41. When in doubt, go to the library!

Keen Harry Potter fans may recognise the above quote as being spoken by Ron Weasley about Hermione Granger in the Chamber of Secrets. She was a wise girl was Hermione and on this particular wet Wednesday morning I decided to follow in her footsteps and pay a visit to the Newcastle City Library.

I always enjoy a visit to a library, but truth be told if I was just in the mood to spend time amongst books I would usually opt for the Lit and Phil. What drew me instead to the City Library (and what led me to this blog’s introduction) was the recent arrival of a new Harry Potter exhibition.

Inspired by the History of Magic exhibition at the British Library in London, Newcastle City Library is one of twenty libraries across the country to host a magic-inspired exhibition in honour of the 20th anniversary of the first Harry Potter novel.

The exhibition is smaller than I had hoped it would be. I mean, truthfully it could never have been big enough to satisfy a Harry Potter obsessive like myself, but even those with more realistic expectations might find its size a little disappointing. It occupies only a small space on Level 1 by the entrance to the library and another small area on Level 6.

Despite its small size, however, the exhibition was still able to provide a decent chunk of magic related information. It focuses mainly on the different subjects taught at Hogwarts and looks at the origins and history of each of these. I learned, amongst other things, that Abracadabra was originally used as a magic charm against Malaria in Ancient Rome and that Bezoars really do come from the stomach of goats and really were used as an antidote to poison. Indeed, the exhibition taught me more generally just how much of J.K.Rowling’s work has some origins to real historical creatures, theories and philosophies.

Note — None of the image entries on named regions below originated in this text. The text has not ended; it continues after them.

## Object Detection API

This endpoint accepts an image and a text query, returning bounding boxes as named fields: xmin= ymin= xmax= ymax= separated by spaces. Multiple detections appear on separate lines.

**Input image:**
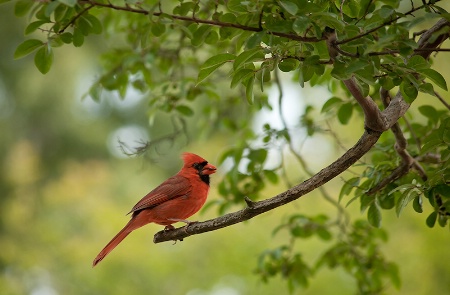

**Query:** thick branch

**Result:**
xmin=153 ymin=131 xmax=381 ymax=243
xmin=342 ymin=77 xmax=386 ymax=132
xmin=366 ymin=88 xmax=427 ymax=195
xmin=79 ymin=0 xmax=322 ymax=42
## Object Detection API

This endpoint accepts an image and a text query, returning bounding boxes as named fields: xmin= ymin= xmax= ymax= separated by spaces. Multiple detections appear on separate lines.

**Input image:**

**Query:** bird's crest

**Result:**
xmin=182 ymin=153 xmax=208 ymax=166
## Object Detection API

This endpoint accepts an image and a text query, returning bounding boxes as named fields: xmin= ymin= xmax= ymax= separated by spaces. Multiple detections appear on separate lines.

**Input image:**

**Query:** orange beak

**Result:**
xmin=202 ymin=164 xmax=217 ymax=175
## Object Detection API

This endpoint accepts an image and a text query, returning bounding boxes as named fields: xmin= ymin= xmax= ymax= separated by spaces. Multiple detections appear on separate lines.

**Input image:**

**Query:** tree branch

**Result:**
xmin=78 ymin=0 xmax=322 ymax=42
xmin=153 ymin=131 xmax=381 ymax=243
xmin=153 ymin=20 xmax=449 ymax=243
xmin=342 ymin=77 xmax=386 ymax=132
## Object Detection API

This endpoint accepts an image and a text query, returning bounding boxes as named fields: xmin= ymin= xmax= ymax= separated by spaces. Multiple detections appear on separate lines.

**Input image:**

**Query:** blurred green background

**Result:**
xmin=0 ymin=4 xmax=450 ymax=295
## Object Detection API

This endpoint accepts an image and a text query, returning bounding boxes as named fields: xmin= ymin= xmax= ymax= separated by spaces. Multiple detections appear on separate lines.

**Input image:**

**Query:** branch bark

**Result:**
xmin=153 ymin=20 xmax=450 ymax=243
xmin=153 ymin=131 xmax=381 ymax=243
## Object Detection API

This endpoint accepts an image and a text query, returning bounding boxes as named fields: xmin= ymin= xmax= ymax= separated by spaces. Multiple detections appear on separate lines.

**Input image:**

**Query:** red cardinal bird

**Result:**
xmin=92 ymin=153 xmax=216 ymax=267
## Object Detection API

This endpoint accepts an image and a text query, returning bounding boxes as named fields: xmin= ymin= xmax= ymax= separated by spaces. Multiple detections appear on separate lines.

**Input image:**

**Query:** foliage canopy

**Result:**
xmin=6 ymin=0 xmax=450 ymax=294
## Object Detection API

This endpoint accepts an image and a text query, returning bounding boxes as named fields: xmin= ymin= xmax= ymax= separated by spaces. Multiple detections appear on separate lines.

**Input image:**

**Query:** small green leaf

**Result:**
xmin=418 ymin=69 xmax=448 ymax=91
xmin=83 ymin=14 xmax=103 ymax=34
xmin=175 ymin=105 xmax=194 ymax=117
xmin=14 ymin=0 xmax=34 ymax=17
xmin=320 ymin=96 xmax=342 ymax=113
xmin=226 ymin=0 xmax=248 ymax=13
xmin=413 ymin=196 xmax=423 ymax=213
xmin=150 ymin=22 xmax=166 ymax=37
xmin=230 ymin=69 xmax=255 ymax=88
xmin=425 ymin=211 xmax=437 ymax=228
xmin=191 ymin=25 xmax=212 ymax=46
xmin=337 ymin=102 xmax=353 ymax=125
xmin=72 ymin=28 xmax=84 ymax=47
xmin=89 ymin=83 xmax=103 ymax=102
xmin=292 ymin=15 xmax=311 ymax=35
xmin=14 ymin=39 xmax=44 ymax=59
xmin=58 ymin=0 xmax=77 ymax=7
xmin=264 ymin=170 xmax=278 ymax=184
xmin=233 ymin=48 xmax=264 ymax=70
xmin=25 ymin=20 xmax=49 ymax=35
xmin=395 ymin=188 xmax=417 ymax=217
xmin=34 ymin=46 xmax=53 ymax=74
xmin=367 ymin=202 xmax=382 ymax=228
xmin=407 ymin=55 xmax=430 ymax=71
xmin=197 ymin=53 xmax=235 ymax=85
xmin=419 ymin=83 xmax=436 ymax=96
xmin=419 ymin=105 xmax=439 ymax=122
xmin=245 ymin=76 xmax=255 ymax=104
xmin=279 ymin=0 xmax=298 ymax=15
xmin=400 ymin=81 xmax=419 ymax=103
xmin=278 ymin=58 xmax=300 ymax=72
xmin=59 ymin=32 xmax=73 ymax=44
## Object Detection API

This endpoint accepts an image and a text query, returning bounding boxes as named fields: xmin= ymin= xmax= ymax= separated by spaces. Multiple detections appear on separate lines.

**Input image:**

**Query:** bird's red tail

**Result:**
xmin=92 ymin=220 xmax=135 ymax=267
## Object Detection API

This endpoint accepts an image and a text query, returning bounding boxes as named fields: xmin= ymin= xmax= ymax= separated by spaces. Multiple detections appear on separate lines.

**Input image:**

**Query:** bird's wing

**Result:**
xmin=128 ymin=175 xmax=192 ymax=214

As well as the Hogwarts subjects, the exhibition also contains references to magical tales and events closer to home, including the tale of the Lambeth Worm and stories about witchcraft in Newcastle. Beautiful copies of incredibly old books (from the 16th and 17th centuries) focusing on the use of herbs and plants for medicinal purposes can also be admired as a part of this small but undoubtedly intriguing exhibition. 


15. The Lit and Phil

The Lit and Phil is an absolutely wonderful building. The largest independent library outside of London, it’s the sort of place that you think only exists in books and films. Floor to ceiling shelves filled with over 160,000 books, a spiral staircase leading up to a gallery, numerous historical statues and artefacts, comfortable leather sofas.. It really is a book lover’s dream.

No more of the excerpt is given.